PlantLink Researcher in the Spotlight – Sajeevan Radha Sivarajan

Sajeevan Radha Sivarajan is a previous post doc at the Department of Plant Protection Biology at SLU Alnarp who just turned researcher in the same department. How can the understanding of plant stress tolerance influence the future yields of our major crops? Read the interview below!

What is currently on top of your research agenda?

I am a molecular biologist by training and a plant physiologist by interest. My interest in plants lies in diverse fields. Currently, I am working on different projects on major crops like potatoes and oats with a significant focus on improving their resilience to biotic and abiotic stresses. This can be achieved by deploying various physiological, biochemical, and molecular tools to identify different factors that make the plant tolerant or susceptible to stresses like drought and heat. Another area of my interest is medicinal plant genomics to understand and dissect the pharmaceutically important molecule and their candidate genes.

Tell us about your latest publication

Recently, our article “Exploring the medicinally important secondary metabolites landscape through the lens of transcriptome data in fenugreek (Trigonella foenum graecum L.)” is published in Scientific Reports. We identified candidate genes of enzymes involved in the biosynthesis of secondary metabolites such as alkaloids, saponins, flavonoids, and volatile compounds. Some of these secondary metabolites are of immense value in the pharmaceutical and nutraceutical industries. Among these, diosgenin and trigonelline are known to be specific to fenugreek and are antidiabetic, antioxidant, anti-inflammatory, and antiobesity along with several other medicinal values. Two of our articles “Comprehensive transcriptome analysis of different potato cultivars provides insight into early blight disease caused by Alternaria solani” andTranscriptome profiling of two Moringa species; insights into the antihyperglycemic activity” are under consideration in BMC Plant Biology.

What led you into your particular field of research?

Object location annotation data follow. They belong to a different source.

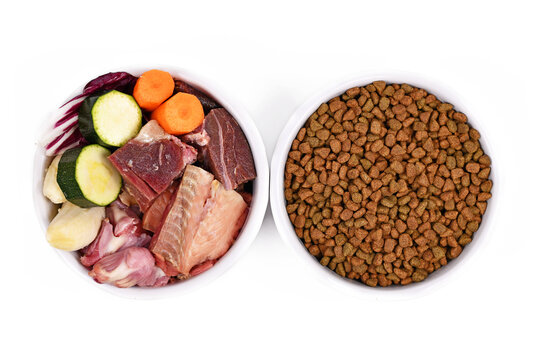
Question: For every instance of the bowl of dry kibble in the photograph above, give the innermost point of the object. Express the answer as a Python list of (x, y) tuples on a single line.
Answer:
[(381, 185)]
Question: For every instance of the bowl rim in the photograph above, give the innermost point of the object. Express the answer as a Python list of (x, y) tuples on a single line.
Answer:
[(248, 233), (438, 278)]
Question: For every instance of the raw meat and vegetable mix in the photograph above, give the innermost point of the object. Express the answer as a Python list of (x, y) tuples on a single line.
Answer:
[(153, 178)]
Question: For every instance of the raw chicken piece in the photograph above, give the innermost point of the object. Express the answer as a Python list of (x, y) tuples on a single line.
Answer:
[(151, 161), (201, 225), (156, 279), (152, 217), (199, 269), (226, 213), (128, 267), (120, 230), (182, 220)]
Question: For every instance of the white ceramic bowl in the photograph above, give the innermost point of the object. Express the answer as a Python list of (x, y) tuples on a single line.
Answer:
[(46, 210), (286, 230)]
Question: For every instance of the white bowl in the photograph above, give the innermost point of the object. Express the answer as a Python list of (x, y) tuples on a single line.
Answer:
[(46, 210), (286, 230)]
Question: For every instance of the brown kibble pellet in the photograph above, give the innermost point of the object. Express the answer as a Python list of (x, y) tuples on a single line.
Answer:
[(385, 184)]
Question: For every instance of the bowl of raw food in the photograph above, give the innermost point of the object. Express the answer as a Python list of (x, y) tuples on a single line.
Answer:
[(187, 154), (380, 185)]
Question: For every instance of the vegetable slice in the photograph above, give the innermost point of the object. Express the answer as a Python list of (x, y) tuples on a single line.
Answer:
[(153, 88), (51, 190), (87, 177), (110, 119), (65, 134), (181, 114), (73, 227)]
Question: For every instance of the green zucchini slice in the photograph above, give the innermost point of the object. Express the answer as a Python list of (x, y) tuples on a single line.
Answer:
[(110, 119), (87, 177)]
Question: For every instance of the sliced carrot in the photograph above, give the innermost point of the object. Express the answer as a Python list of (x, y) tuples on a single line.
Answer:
[(181, 114), (153, 88)]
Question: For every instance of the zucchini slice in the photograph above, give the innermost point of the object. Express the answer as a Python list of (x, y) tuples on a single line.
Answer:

It happened by chance, of course!

From my childhood, I had a special soft corner for plants. Maybe it is because plants are sessile and can’t run away from stress. It was always back in my mind why a few plants can cope with stress and reproduce, why not others? The current high-yielding crop plants are bread for the ambient climatic conditions. Over the years of crop improvement, breeders have always selected high-yielding varieties and neglected many other important traits for disease and environmental stress tolerance. Please don’t think I am blaming breeders; with all due respect, they did an excellent job of improving yield in many of our crop plants and fed millions. However, the dark side is that most genes responsible for stress resilience have been lost or become non-functional in our widely cultivated crops. Soon, most of our cultivated land becomes drought-prone, and frequent heat waves will hit the crop at its different developmental stages. This will be a major issue for many crops and one of the significant threats to food security worldwide.

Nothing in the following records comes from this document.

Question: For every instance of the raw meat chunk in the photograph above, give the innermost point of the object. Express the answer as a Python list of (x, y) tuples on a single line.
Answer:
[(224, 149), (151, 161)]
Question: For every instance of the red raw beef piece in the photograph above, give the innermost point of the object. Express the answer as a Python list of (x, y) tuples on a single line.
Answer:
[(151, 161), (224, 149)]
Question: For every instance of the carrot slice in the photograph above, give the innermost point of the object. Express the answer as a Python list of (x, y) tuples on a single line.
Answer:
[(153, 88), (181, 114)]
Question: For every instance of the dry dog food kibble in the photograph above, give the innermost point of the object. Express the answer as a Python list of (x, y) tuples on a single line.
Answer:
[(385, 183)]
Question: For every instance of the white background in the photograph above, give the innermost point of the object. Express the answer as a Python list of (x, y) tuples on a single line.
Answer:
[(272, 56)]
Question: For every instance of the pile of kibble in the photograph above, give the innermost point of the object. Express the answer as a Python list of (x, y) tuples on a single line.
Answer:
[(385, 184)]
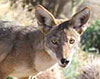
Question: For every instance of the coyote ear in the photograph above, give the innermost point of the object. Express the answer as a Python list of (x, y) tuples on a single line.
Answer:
[(79, 19), (44, 18)]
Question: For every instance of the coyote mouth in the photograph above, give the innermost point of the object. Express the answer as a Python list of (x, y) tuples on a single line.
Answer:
[(63, 62)]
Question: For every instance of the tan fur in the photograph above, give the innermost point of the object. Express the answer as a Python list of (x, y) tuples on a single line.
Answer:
[(27, 51)]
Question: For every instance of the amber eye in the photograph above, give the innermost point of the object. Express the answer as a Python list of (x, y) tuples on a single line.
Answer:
[(71, 41), (54, 41)]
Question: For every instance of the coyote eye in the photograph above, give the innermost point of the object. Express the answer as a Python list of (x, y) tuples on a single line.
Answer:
[(54, 41), (71, 41)]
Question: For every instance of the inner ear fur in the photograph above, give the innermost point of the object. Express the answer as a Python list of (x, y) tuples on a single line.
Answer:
[(45, 19), (81, 18)]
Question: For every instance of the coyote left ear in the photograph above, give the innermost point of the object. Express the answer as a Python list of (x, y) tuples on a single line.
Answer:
[(45, 19), (79, 19)]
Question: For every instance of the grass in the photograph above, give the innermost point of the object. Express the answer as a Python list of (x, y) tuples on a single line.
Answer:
[(79, 60)]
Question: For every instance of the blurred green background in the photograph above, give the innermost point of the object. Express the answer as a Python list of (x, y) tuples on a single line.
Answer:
[(22, 12)]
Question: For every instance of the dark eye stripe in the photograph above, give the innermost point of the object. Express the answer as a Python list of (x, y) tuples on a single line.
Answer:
[(71, 41)]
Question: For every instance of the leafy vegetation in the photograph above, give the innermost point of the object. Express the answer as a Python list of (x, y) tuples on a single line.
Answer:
[(91, 38)]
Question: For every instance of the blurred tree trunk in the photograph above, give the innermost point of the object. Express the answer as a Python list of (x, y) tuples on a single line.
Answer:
[(55, 6)]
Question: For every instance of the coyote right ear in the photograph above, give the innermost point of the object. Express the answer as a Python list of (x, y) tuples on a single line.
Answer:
[(81, 18), (44, 18)]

What are the implications of your research for society?

Maybe not much directly, but I am sure it can help society in many ways. Potato, oats, wheat, and rice are the major food sources for many people in different parts of the world which are grown as more than half of all crops. With the increasing population, decreasing arable land for agriculture, and changing climate we need to improve our crop plants for better survival and yield. I know I am not going to solve all problems. But, my research will identify many genes and pathways that are very important for crop plants’ survival and appreciable yield under major abiotic stresses like drought, heat, salinity, or in combinations and different pathogen attacks. Understanding and improving crop tolerance to major abiotic and biotic stresses will surely help the farmers to a certain extent from massive crop failures like the one that happened in 2018 in Sweden.

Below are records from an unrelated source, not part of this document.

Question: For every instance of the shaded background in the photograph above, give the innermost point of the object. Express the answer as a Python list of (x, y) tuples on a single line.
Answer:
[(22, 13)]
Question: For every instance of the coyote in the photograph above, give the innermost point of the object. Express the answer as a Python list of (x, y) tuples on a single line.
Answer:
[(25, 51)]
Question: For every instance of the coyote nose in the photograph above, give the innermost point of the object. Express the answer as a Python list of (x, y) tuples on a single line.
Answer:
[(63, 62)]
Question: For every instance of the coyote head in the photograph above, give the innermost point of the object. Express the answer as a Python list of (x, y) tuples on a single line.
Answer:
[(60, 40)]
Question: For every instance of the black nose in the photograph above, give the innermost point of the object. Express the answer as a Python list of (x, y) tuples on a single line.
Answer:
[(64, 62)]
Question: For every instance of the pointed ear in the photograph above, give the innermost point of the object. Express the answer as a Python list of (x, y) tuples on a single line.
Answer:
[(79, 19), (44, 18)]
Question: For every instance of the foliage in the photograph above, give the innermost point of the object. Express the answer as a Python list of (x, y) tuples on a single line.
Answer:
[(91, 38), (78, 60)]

Finally, let´s say you got unlimited research funds; where would your research be five years from now?

Very difficult to answer. First of all, getting unlimited research funds is a dream of any researcher. If I am successful, I would love to build high-end natural field facilities to screen crop plants for future climates. I believe this can help the researchers work closely to field conditions where plants are not growing in isolation. I wish to translate my basic knowledge from different projects to products by generating modified crops that can grow in the field with fewer fungicides or survive and yield under harsh environmental conditions.

Thank you for a very interesting interview, Sajeevan! We wish you the best of luck and success in your future paths!